Logo designed by Alexis Dagit

Our Name and Logo

Northlandr’s name and logo are a nod to the fact that we are based out of the state of Minnesota in the northern region of the United States.

Our goal is to foster healthy connection with this place – not just to be on the land, or to take from the land, but to be of this land. To be custodians and protectors. To live as a keystone species here.

The logo is Ursa Major – “the great bear,” a constellation primarily associated with the northern hemisphere. Bears have a particular connection to the North. In fact, the word arctic literally means “bear country.”

Reverence for bears in this part of the world goes back a very long way. In his influential book The Masks of God: Primitive Mythology, Joseph Campbell theorized that there was a Paleolithic circumpolar bear cult, a theory supported by the fact that forms of bear ceremonialism are found throughout the northern regions of Eurasia and North America.

It has been suggested, in fact, that bears are connected to many early forms of art and spiritual practice.

The oldest musical instrument ever discovered is made from the femur of a bear, and humans may have been inspired to first create cave paintings by observing the scratches bears left on cave walls.

E.C. Krupp is the world’s leading authority on “archaeoastronomy,” the study of how ancient peoples venerated the skies. Krupp, like Joseph Campbell, points to bears as the inspiration for early shamanistic practices. One of the most distinctive aspects of the shaman’s role was to act as a bridge between the human world and the spirit world, and they did this in part through symbolic dying and rising again in the form of trance. In his book Echoes of the Ancient Skies, Krupp points to the very act of hibernation as the thing that makes bears so spiritually significant.
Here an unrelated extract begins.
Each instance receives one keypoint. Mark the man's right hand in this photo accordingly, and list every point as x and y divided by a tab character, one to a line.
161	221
“Throughout the northern world the bear is an important image in the shamanic tradition, and it is fairly easy to see why this might be so. As a powerful creature, the bear is a natural embodiment of the shaman’s power, but the bear shares another aspect of the shaman’s path. In winter, the bear hibernates. It emerges in spring. Hibernation is a kind of death, and it parallels the shaman’s ‘death’ – the obligatory trance. Through this transformation the shaman experiences a transcendental ecstasy associated with the sky. He is reborn, as is the bear when winter’s death is done. Power and the cosmic cycle are locked in the habits of the bear.” (Krupp, p.140)

Bears are the prototype for the dying and rising being, and while today we still associate Spring with bears coming out of hibernation, in the ancient understanding the causal arrow may have been reversed. It wasn’t that bears woke up because Spring arrived and things thawed out. Instead, bears came out of hibernation and brought new life with them. They made Spring happen.

As a symbol of the North, natural cycles, and the spiritual bridge between worlds, the Great Bear captures the essence of what Northlandr is all about.